Preparing an Artichoke

The anatomy of an artichoke can be daunting.  Its alien spiky appearance makes it difficult to imagine how it is prepared, but it is not difficult to do so.  To prepare an artichoke,  first, rinse it well, giving it a bit of a scrub with a kitchen brush to remove the bitter film that is naturally on the outside.  Cut the base flat so that the artichoke will stand up, and cut an inch from the top of the artichoke.  The thorns on the tips of the petals can be removed if desired.

The prepared artichoke should then be placed in a bowl of ice water in which a sliced lemon has been added, this prevents the artichoke from turning brown.  It can also simply be rubbed with a lemon. 

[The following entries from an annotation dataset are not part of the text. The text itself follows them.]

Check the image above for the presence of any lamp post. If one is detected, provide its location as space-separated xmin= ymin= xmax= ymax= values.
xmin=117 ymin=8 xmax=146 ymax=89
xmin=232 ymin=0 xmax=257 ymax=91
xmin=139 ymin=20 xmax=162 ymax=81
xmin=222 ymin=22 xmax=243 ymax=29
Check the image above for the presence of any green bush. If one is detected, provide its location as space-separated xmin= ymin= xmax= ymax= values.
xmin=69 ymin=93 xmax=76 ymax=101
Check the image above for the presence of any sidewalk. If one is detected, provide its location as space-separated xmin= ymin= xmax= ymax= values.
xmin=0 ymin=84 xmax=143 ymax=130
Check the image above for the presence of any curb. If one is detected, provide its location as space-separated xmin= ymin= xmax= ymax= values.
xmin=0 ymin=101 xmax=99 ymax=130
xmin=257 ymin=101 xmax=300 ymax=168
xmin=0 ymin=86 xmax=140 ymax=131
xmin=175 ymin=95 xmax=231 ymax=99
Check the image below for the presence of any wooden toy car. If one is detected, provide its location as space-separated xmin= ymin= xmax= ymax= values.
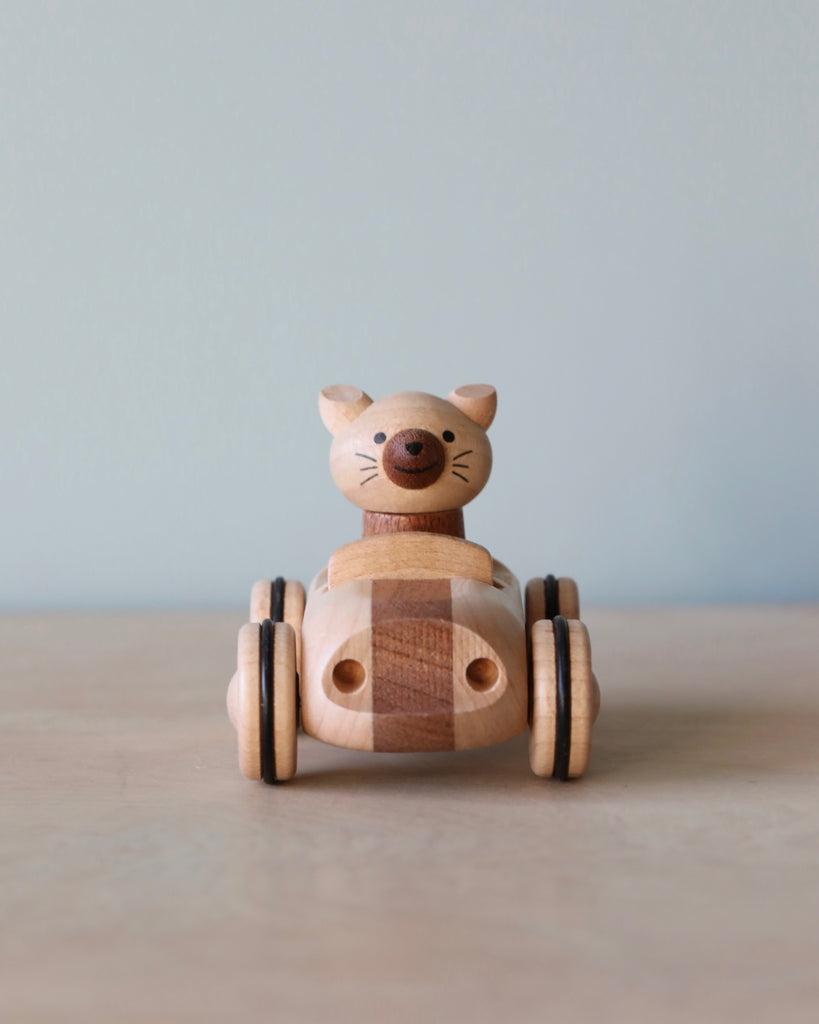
xmin=227 ymin=385 xmax=600 ymax=782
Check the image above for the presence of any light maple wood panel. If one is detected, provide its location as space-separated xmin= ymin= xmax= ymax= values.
xmin=0 ymin=607 xmax=819 ymax=1024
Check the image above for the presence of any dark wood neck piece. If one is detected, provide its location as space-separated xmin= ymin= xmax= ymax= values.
xmin=361 ymin=509 xmax=464 ymax=538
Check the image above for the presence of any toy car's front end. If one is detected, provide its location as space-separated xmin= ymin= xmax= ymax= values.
xmin=300 ymin=563 xmax=527 ymax=752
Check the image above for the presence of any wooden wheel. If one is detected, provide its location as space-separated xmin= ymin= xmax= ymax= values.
xmin=529 ymin=615 xmax=600 ymax=781
xmin=227 ymin=623 xmax=262 ymax=780
xmin=526 ymin=575 xmax=580 ymax=630
xmin=227 ymin=618 xmax=298 ymax=782
xmin=250 ymin=577 xmax=304 ymax=668
xmin=259 ymin=618 xmax=298 ymax=782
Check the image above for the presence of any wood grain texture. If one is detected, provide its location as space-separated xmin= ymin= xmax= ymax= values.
xmin=328 ymin=534 xmax=492 ymax=590
xmin=371 ymin=580 xmax=455 ymax=753
xmin=0 ymin=606 xmax=819 ymax=1024
xmin=330 ymin=391 xmax=492 ymax=513
xmin=301 ymin=562 xmax=527 ymax=751
xmin=233 ymin=623 xmax=262 ymax=780
xmin=529 ymin=618 xmax=600 ymax=778
xmin=361 ymin=509 xmax=465 ymax=539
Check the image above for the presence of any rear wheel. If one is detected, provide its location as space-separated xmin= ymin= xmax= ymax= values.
xmin=526 ymin=575 xmax=580 ymax=629
xmin=227 ymin=618 xmax=298 ymax=782
xmin=529 ymin=615 xmax=600 ymax=781
xmin=250 ymin=577 xmax=304 ymax=668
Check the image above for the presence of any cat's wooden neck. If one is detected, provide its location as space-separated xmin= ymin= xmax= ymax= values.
xmin=361 ymin=509 xmax=464 ymax=538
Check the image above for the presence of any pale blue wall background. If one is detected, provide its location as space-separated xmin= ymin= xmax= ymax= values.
xmin=0 ymin=0 xmax=819 ymax=608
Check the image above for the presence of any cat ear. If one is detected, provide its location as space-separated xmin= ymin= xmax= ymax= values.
xmin=318 ymin=384 xmax=373 ymax=436
xmin=446 ymin=384 xmax=498 ymax=430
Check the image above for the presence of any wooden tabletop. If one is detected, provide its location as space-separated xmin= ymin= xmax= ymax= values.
xmin=0 ymin=607 xmax=819 ymax=1024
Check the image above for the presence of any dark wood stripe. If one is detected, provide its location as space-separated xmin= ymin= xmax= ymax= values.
xmin=552 ymin=615 xmax=571 ymax=782
xmin=544 ymin=573 xmax=560 ymax=620
xmin=372 ymin=580 xmax=455 ymax=751
xmin=361 ymin=509 xmax=465 ymax=538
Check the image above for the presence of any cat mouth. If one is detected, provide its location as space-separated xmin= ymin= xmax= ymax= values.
xmin=392 ymin=462 xmax=438 ymax=476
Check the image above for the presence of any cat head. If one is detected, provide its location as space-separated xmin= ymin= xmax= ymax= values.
xmin=318 ymin=384 xmax=498 ymax=513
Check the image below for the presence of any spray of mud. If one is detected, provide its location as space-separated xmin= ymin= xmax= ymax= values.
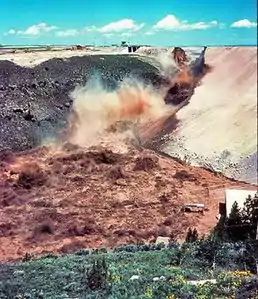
xmin=66 ymin=77 xmax=171 ymax=147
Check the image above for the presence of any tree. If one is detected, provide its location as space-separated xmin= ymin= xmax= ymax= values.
xmin=242 ymin=194 xmax=258 ymax=239
xmin=226 ymin=201 xmax=246 ymax=241
xmin=185 ymin=228 xmax=198 ymax=243
xmin=212 ymin=216 xmax=228 ymax=241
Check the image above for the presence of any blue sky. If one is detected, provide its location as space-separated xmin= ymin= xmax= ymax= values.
xmin=0 ymin=0 xmax=257 ymax=46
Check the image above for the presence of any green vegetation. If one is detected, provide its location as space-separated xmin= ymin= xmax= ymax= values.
xmin=0 ymin=238 xmax=258 ymax=299
xmin=0 ymin=193 xmax=258 ymax=299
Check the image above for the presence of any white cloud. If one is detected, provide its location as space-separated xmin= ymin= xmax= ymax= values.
xmin=5 ymin=23 xmax=57 ymax=36
xmin=145 ymin=30 xmax=156 ymax=36
xmin=84 ymin=25 xmax=98 ymax=32
xmin=56 ymin=29 xmax=79 ymax=37
xmin=230 ymin=19 xmax=257 ymax=28
xmin=5 ymin=29 xmax=16 ymax=35
xmin=153 ymin=15 xmax=219 ymax=31
xmin=99 ymin=19 xmax=144 ymax=33
xmin=121 ymin=32 xmax=133 ymax=37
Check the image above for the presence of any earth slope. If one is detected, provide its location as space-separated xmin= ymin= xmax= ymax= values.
xmin=144 ymin=47 xmax=257 ymax=184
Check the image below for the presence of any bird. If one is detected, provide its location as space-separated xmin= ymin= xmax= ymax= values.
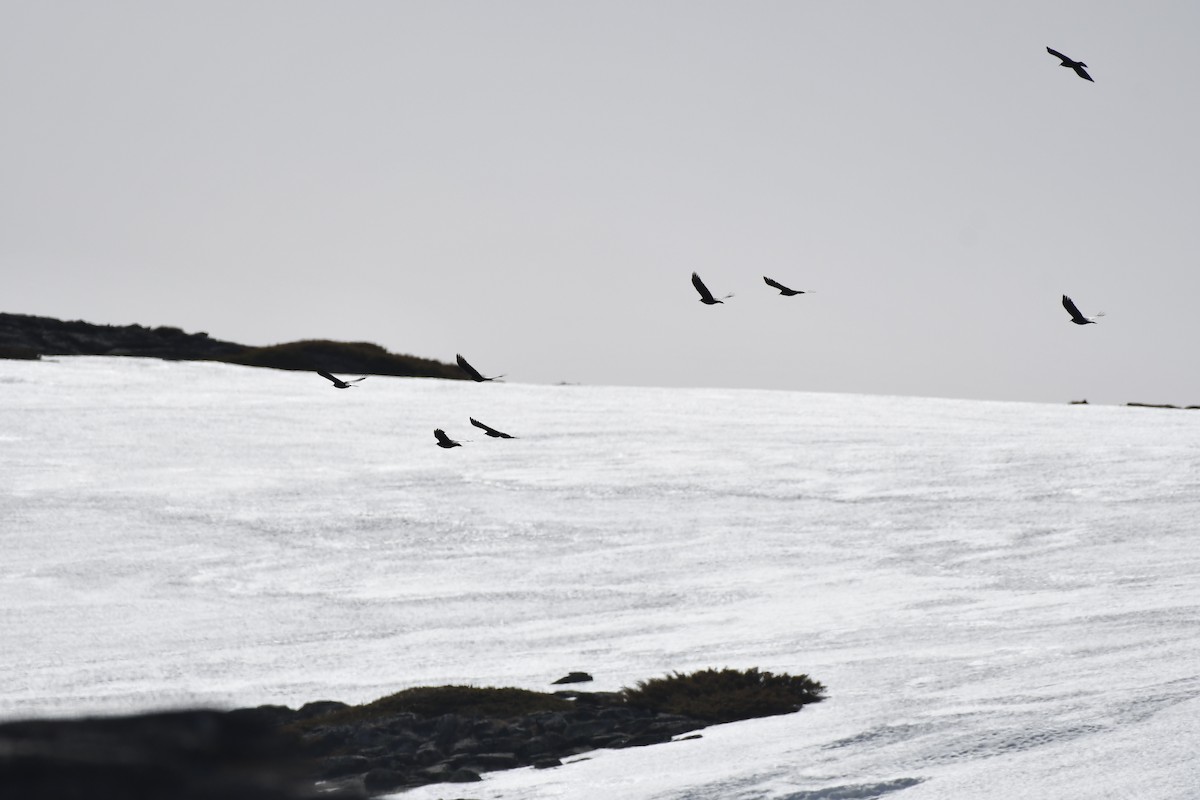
xmin=433 ymin=428 xmax=462 ymax=449
xmin=1062 ymin=295 xmax=1104 ymax=325
xmin=1046 ymin=47 xmax=1096 ymax=83
xmin=455 ymin=354 xmax=504 ymax=383
xmin=762 ymin=275 xmax=804 ymax=297
xmin=317 ymin=369 xmax=367 ymax=389
xmin=468 ymin=416 xmax=516 ymax=439
xmin=691 ymin=272 xmax=733 ymax=306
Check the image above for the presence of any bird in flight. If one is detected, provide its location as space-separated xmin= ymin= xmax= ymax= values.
xmin=762 ymin=275 xmax=804 ymax=297
xmin=433 ymin=428 xmax=462 ymax=450
xmin=691 ymin=272 xmax=733 ymax=306
xmin=317 ymin=369 xmax=367 ymax=389
xmin=456 ymin=354 xmax=504 ymax=383
xmin=1062 ymin=295 xmax=1104 ymax=325
xmin=469 ymin=417 xmax=516 ymax=439
xmin=1046 ymin=47 xmax=1096 ymax=83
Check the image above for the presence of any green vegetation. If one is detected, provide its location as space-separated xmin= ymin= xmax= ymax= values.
xmin=221 ymin=339 xmax=466 ymax=379
xmin=296 ymin=668 xmax=824 ymax=729
xmin=623 ymin=668 xmax=824 ymax=722
xmin=295 ymin=686 xmax=575 ymax=726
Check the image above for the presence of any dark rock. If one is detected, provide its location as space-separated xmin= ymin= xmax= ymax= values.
xmin=551 ymin=672 xmax=593 ymax=686
xmin=0 ymin=313 xmax=468 ymax=380
xmin=362 ymin=768 xmax=408 ymax=792
xmin=0 ymin=710 xmax=352 ymax=800
xmin=446 ymin=766 xmax=484 ymax=783
xmin=320 ymin=756 xmax=371 ymax=780
xmin=463 ymin=753 xmax=521 ymax=772
xmin=295 ymin=700 xmax=350 ymax=720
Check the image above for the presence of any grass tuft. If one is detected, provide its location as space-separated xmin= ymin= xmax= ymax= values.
xmin=623 ymin=668 xmax=824 ymax=723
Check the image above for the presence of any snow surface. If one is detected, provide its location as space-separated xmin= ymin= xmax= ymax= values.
xmin=0 ymin=357 xmax=1200 ymax=800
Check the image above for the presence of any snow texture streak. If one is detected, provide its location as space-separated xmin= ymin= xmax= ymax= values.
xmin=0 ymin=357 xmax=1200 ymax=800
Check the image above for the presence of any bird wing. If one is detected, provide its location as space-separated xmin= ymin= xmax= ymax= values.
xmin=469 ymin=417 xmax=500 ymax=435
xmin=1062 ymin=295 xmax=1087 ymax=319
xmin=1046 ymin=47 xmax=1072 ymax=64
xmin=468 ymin=416 xmax=516 ymax=439
xmin=455 ymin=354 xmax=487 ymax=381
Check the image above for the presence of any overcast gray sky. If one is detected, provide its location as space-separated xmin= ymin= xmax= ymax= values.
xmin=0 ymin=0 xmax=1200 ymax=403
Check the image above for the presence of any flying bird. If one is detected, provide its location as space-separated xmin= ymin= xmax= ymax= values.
xmin=469 ymin=417 xmax=516 ymax=439
xmin=433 ymin=428 xmax=462 ymax=450
xmin=762 ymin=275 xmax=804 ymax=297
xmin=1046 ymin=47 xmax=1096 ymax=83
xmin=317 ymin=369 xmax=367 ymax=389
xmin=455 ymin=354 xmax=504 ymax=383
xmin=1062 ymin=295 xmax=1104 ymax=325
xmin=691 ymin=272 xmax=733 ymax=306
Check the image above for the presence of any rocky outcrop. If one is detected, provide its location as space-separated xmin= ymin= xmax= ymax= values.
xmin=285 ymin=692 xmax=708 ymax=795
xmin=0 ymin=669 xmax=824 ymax=800
xmin=0 ymin=694 xmax=706 ymax=800
xmin=0 ymin=314 xmax=467 ymax=380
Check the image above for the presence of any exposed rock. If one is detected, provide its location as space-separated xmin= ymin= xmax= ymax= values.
xmin=0 ymin=313 xmax=467 ymax=380
xmin=551 ymin=672 xmax=593 ymax=686
xmin=0 ymin=670 xmax=823 ymax=800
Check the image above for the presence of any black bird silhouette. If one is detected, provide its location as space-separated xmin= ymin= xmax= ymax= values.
xmin=1046 ymin=47 xmax=1096 ymax=83
xmin=762 ymin=275 xmax=804 ymax=297
xmin=317 ymin=369 xmax=367 ymax=389
xmin=433 ymin=428 xmax=462 ymax=449
xmin=468 ymin=416 xmax=516 ymax=439
xmin=1062 ymin=295 xmax=1104 ymax=325
xmin=691 ymin=272 xmax=733 ymax=306
xmin=455 ymin=354 xmax=504 ymax=383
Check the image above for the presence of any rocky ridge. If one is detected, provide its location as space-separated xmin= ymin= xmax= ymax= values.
xmin=0 ymin=313 xmax=467 ymax=380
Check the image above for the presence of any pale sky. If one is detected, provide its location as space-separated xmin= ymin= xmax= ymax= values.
xmin=0 ymin=0 xmax=1200 ymax=404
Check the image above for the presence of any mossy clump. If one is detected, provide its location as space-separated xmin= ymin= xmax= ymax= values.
xmin=226 ymin=339 xmax=466 ymax=380
xmin=623 ymin=668 xmax=824 ymax=723
xmin=295 ymin=686 xmax=575 ymax=724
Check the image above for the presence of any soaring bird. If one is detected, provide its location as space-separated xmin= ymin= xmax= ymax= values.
xmin=1062 ymin=295 xmax=1104 ymax=325
xmin=455 ymin=354 xmax=504 ymax=381
xmin=433 ymin=428 xmax=462 ymax=449
xmin=691 ymin=272 xmax=733 ymax=306
xmin=469 ymin=417 xmax=516 ymax=439
xmin=1046 ymin=47 xmax=1096 ymax=83
xmin=762 ymin=275 xmax=804 ymax=297
xmin=317 ymin=369 xmax=367 ymax=389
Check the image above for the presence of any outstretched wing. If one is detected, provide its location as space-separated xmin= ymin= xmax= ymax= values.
xmin=1062 ymin=295 xmax=1087 ymax=323
xmin=762 ymin=275 xmax=804 ymax=296
xmin=455 ymin=354 xmax=487 ymax=381
xmin=1046 ymin=47 xmax=1073 ymax=64
xmin=468 ymin=416 xmax=515 ymax=439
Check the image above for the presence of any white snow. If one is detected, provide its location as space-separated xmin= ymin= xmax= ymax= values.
xmin=0 ymin=357 xmax=1200 ymax=800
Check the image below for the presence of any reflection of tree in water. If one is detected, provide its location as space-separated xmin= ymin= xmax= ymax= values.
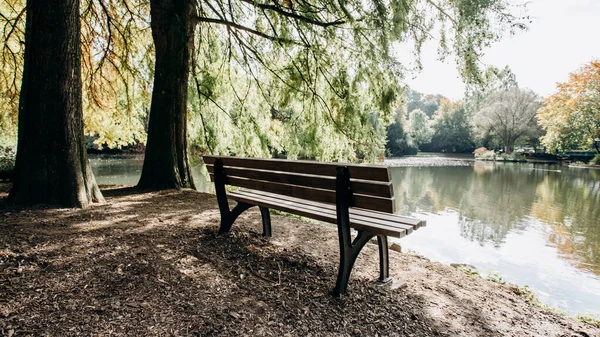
xmin=531 ymin=169 xmax=600 ymax=275
xmin=393 ymin=162 xmax=600 ymax=262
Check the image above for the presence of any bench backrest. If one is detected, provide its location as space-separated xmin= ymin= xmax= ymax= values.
xmin=203 ymin=156 xmax=395 ymax=213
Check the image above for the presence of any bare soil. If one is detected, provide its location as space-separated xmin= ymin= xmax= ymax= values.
xmin=0 ymin=184 xmax=600 ymax=336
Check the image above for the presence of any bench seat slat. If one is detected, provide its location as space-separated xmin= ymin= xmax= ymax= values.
xmin=246 ymin=190 xmax=427 ymax=229
xmin=203 ymin=155 xmax=390 ymax=182
xmin=231 ymin=189 xmax=407 ymax=238
xmin=229 ymin=190 xmax=414 ymax=237
xmin=235 ymin=190 xmax=416 ymax=234
xmin=206 ymin=165 xmax=394 ymax=198
xmin=210 ymin=175 xmax=395 ymax=213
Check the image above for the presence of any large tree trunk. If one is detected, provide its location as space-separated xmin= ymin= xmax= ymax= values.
xmin=9 ymin=0 xmax=103 ymax=207
xmin=138 ymin=0 xmax=195 ymax=189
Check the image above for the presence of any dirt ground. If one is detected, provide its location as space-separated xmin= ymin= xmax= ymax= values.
xmin=0 ymin=184 xmax=600 ymax=336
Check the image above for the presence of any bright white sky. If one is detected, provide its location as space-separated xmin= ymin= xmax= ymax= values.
xmin=406 ymin=0 xmax=600 ymax=99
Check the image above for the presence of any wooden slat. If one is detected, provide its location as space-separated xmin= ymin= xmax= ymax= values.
xmin=226 ymin=176 xmax=335 ymax=204
xmin=210 ymin=175 xmax=395 ymax=213
xmin=202 ymin=156 xmax=391 ymax=182
xmin=229 ymin=192 xmax=407 ymax=238
xmin=206 ymin=165 xmax=394 ymax=198
xmin=252 ymin=191 xmax=427 ymax=229
xmin=233 ymin=190 xmax=416 ymax=234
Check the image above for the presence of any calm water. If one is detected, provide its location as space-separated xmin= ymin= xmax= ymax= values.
xmin=92 ymin=157 xmax=600 ymax=318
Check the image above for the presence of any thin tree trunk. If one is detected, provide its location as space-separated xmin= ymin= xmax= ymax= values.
xmin=9 ymin=0 xmax=104 ymax=207
xmin=138 ymin=0 xmax=195 ymax=189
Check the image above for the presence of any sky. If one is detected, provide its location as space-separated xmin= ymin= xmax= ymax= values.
xmin=405 ymin=0 xmax=600 ymax=100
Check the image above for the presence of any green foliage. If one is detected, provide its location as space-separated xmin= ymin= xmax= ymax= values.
xmin=457 ymin=265 xmax=481 ymax=277
xmin=0 ymin=146 xmax=15 ymax=176
xmin=385 ymin=113 xmax=419 ymax=157
xmin=485 ymin=269 xmax=504 ymax=283
xmin=537 ymin=61 xmax=600 ymax=151
xmin=0 ymin=0 xmax=524 ymax=161
xmin=408 ymin=109 xmax=433 ymax=145
xmin=406 ymin=88 xmax=447 ymax=118
xmin=473 ymin=88 xmax=540 ymax=153
xmin=577 ymin=315 xmax=600 ymax=328
xmin=431 ymin=101 xmax=475 ymax=153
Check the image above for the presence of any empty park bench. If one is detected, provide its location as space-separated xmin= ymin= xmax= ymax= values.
xmin=204 ymin=155 xmax=425 ymax=294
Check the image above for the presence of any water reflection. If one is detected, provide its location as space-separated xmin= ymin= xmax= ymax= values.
xmin=91 ymin=157 xmax=600 ymax=318
xmin=392 ymin=162 xmax=600 ymax=313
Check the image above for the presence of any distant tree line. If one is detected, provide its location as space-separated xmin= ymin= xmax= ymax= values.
xmin=386 ymin=61 xmax=600 ymax=156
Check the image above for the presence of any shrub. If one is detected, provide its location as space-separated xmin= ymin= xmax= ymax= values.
xmin=0 ymin=147 xmax=15 ymax=177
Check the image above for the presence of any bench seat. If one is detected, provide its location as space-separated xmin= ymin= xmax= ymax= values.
xmin=227 ymin=189 xmax=425 ymax=238
xmin=203 ymin=155 xmax=425 ymax=295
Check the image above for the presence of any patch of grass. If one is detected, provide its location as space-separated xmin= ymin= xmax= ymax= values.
xmin=485 ymin=269 xmax=505 ymax=284
xmin=456 ymin=266 xmax=481 ymax=277
xmin=577 ymin=314 xmax=600 ymax=328
xmin=509 ymin=284 xmax=566 ymax=316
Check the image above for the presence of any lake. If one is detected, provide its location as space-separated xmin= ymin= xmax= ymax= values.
xmin=91 ymin=155 xmax=600 ymax=318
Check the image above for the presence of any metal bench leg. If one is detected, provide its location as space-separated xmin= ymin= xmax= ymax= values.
xmin=219 ymin=202 xmax=254 ymax=233
xmin=377 ymin=235 xmax=392 ymax=283
xmin=258 ymin=206 xmax=271 ymax=238
xmin=333 ymin=231 xmax=375 ymax=295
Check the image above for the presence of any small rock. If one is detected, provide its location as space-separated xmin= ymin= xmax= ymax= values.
xmin=450 ymin=263 xmax=477 ymax=270
xmin=390 ymin=280 xmax=408 ymax=290
xmin=390 ymin=243 xmax=402 ymax=253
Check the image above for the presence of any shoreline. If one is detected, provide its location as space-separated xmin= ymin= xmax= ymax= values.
xmin=0 ymin=184 xmax=600 ymax=336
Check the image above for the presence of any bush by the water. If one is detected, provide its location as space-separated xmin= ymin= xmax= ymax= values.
xmin=473 ymin=147 xmax=526 ymax=161
xmin=0 ymin=147 xmax=15 ymax=178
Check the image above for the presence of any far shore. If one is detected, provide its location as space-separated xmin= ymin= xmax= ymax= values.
xmin=0 ymin=184 xmax=600 ymax=336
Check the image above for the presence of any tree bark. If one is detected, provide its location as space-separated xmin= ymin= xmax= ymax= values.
xmin=9 ymin=0 xmax=104 ymax=207
xmin=138 ymin=0 xmax=195 ymax=189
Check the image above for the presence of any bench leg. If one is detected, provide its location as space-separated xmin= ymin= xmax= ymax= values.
xmin=258 ymin=206 xmax=271 ymax=238
xmin=377 ymin=235 xmax=392 ymax=283
xmin=333 ymin=231 xmax=375 ymax=295
xmin=219 ymin=202 xmax=254 ymax=233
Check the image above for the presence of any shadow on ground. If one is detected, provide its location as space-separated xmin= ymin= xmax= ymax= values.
xmin=0 ymin=185 xmax=595 ymax=336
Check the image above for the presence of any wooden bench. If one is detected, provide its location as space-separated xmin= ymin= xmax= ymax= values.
xmin=204 ymin=156 xmax=425 ymax=294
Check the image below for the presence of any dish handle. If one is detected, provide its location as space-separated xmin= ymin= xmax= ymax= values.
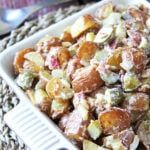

Artichokes can be steamed, baked, boiled, roasted, pickled, deep fried,  or grilled on the BBQ.  It can stand alone, be served with butter or lemon, or used in its picked form on salads.  It can be stuffed with a variety of fillings as well. Artichokes make it easy to add another vegetable into one's diet.  Its vitamin and mineral rich nature, and delicious flavor, make it a great addition to one's seasonal repertoire.